Some forams spend their lives floating in the ocean. When they die, they sink to the seafloor and gradually become buried in sediment. Others – benthic foraminifera – live on or near the seafloor. The Miniature Fossils Magnified project features a collection of large benthic foraminifera.
Their sizes range from a few tens of microns in diameter – like a small grain of sand – to several centimetres across.
The material was collected during the mid-twentieth century as part of oil exploration in the Middle East. The scientists involved in dating rocks described many new foraminifera species and the slides were later given to the Museum due to their scientific value.
The data on the slide labels are invaluable. Analysing them can help us to understand how our climate and sea levels have changed, and also tell us the geological history of the area in which they were found.
A record of ancient environments
Foraminifera shells are often divided into chambers and can be quite elaborate, although simple open tube or hollow sphere forms exist.
Because of the abundance and variety of foraminifera, their fossils are extremely important for dating rocks.
They also provide a record of the environment where they’re found.
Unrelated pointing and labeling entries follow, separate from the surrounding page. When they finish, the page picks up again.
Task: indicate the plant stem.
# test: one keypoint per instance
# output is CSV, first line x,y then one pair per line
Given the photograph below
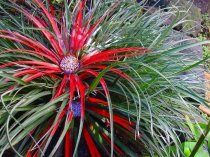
x,y
200,140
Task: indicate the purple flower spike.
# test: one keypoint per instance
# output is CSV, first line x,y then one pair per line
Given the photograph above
x,y
76,108
69,64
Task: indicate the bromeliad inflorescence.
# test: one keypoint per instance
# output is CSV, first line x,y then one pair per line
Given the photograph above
x,y
65,54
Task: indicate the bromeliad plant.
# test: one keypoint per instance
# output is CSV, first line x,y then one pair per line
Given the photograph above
x,y
92,78
67,56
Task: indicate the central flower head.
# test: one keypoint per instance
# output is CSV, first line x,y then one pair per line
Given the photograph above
x,y
69,64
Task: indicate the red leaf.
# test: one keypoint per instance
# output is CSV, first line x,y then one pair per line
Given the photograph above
x,y
31,52
97,101
28,42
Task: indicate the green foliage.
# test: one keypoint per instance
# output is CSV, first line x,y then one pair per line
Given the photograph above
x,y
156,100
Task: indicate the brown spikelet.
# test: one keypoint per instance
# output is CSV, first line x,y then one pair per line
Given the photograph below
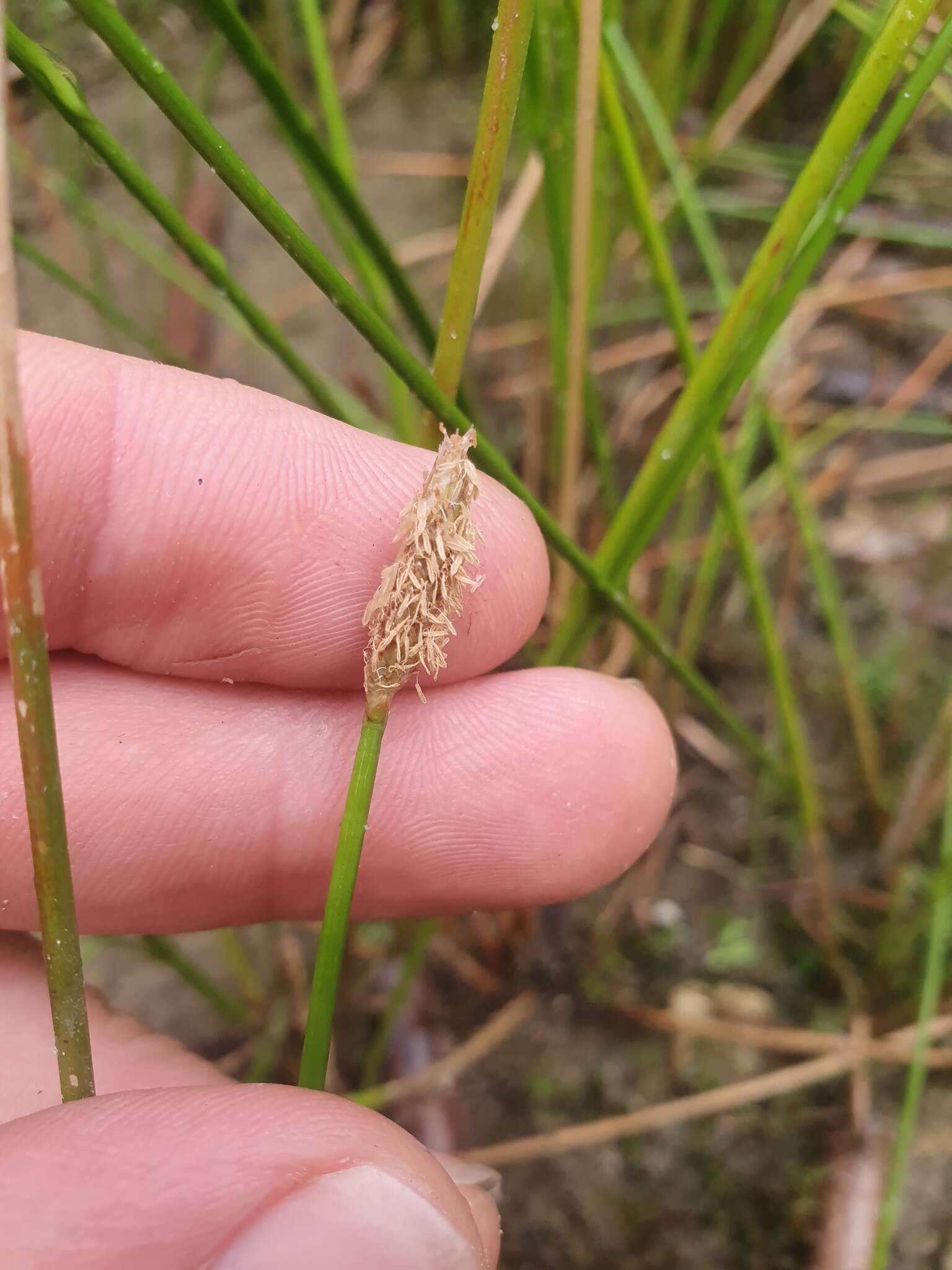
x,y
409,618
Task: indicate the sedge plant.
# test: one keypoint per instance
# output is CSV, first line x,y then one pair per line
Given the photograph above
x,y
33,698
409,624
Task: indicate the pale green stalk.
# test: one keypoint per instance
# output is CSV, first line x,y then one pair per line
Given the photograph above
x,y
684,435
61,93
32,698
337,907
710,564
631,74
669,59
828,593
339,139
868,24
294,121
715,17
167,265
113,316
287,233
576,345
500,97
165,950
933,980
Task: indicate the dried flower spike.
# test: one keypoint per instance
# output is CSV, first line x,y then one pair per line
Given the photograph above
x,y
410,615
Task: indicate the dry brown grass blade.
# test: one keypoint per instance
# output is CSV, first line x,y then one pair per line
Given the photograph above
x,y
787,47
729,1098
855,1193
923,378
579,259
833,295
446,1070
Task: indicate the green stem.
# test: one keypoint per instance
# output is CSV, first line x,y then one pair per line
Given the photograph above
x,y
405,424
32,694
289,235
99,305
167,265
337,908
933,978
710,564
834,614
683,436
240,964
165,950
494,130
63,94
413,963
694,210
219,155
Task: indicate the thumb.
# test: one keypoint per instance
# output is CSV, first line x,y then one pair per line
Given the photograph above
x,y
231,1178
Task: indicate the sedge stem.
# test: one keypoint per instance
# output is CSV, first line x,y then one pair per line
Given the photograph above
x,y
337,908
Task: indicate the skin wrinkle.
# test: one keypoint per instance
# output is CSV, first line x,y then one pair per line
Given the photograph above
x,y
66,556
281,546
177,830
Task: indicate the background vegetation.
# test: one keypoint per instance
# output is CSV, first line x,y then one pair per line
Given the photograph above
x,y
711,349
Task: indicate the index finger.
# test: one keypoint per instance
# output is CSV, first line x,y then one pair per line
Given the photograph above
x,y
197,527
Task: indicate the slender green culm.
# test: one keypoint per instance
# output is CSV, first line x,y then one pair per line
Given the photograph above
x,y
165,950
167,265
337,908
669,287
682,438
298,123
631,74
32,693
63,94
289,235
108,311
828,592
494,130
933,980
409,623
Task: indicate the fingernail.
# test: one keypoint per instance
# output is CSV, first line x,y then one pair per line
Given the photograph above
x,y
467,1173
352,1220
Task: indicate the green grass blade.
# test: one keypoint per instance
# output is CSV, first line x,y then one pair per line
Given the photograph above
x,y
379,334
834,615
337,906
167,265
715,17
868,24
494,130
752,46
404,415
173,102
99,305
628,70
63,94
546,136
933,980
682,438
32,695
583,127
165,950
710,566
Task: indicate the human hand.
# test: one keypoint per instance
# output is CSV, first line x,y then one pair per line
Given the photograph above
x,y
207,556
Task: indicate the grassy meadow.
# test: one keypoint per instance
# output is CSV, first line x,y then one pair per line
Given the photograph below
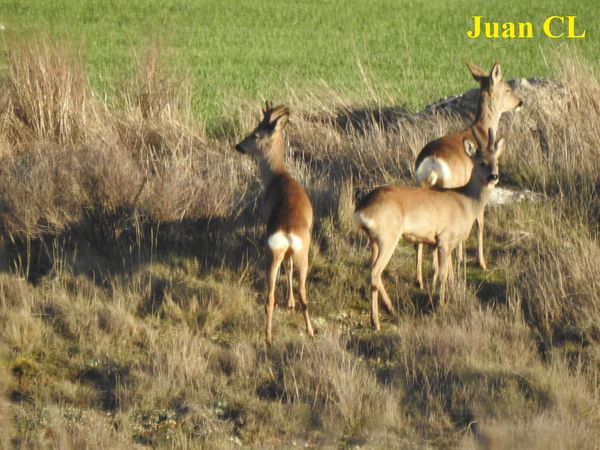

Sea level and temperature changes affect the diversity and population sizes of foraminifera species, as well as the growth of individuals, impacting their size. Studying fossil foraminifera can therefore help scientists to understand past conditions.
Scientists can also study fossils from known periods of change to observe how foraminifera responded to particular climate and ocean conditions. If we then see similar changes to foraminfera living on tropical reefs in the future, this can help scientists to deduce how quickly the changes are happening and predict what may happen.
Dr Miller says,
‘The Museum collection of larger benthic foraminifera is one of the most significant in the world but is little used because much of it remains undigitised.
‘By helping to digitise this collection, you will keep it relevant for scientific studies long into the future.’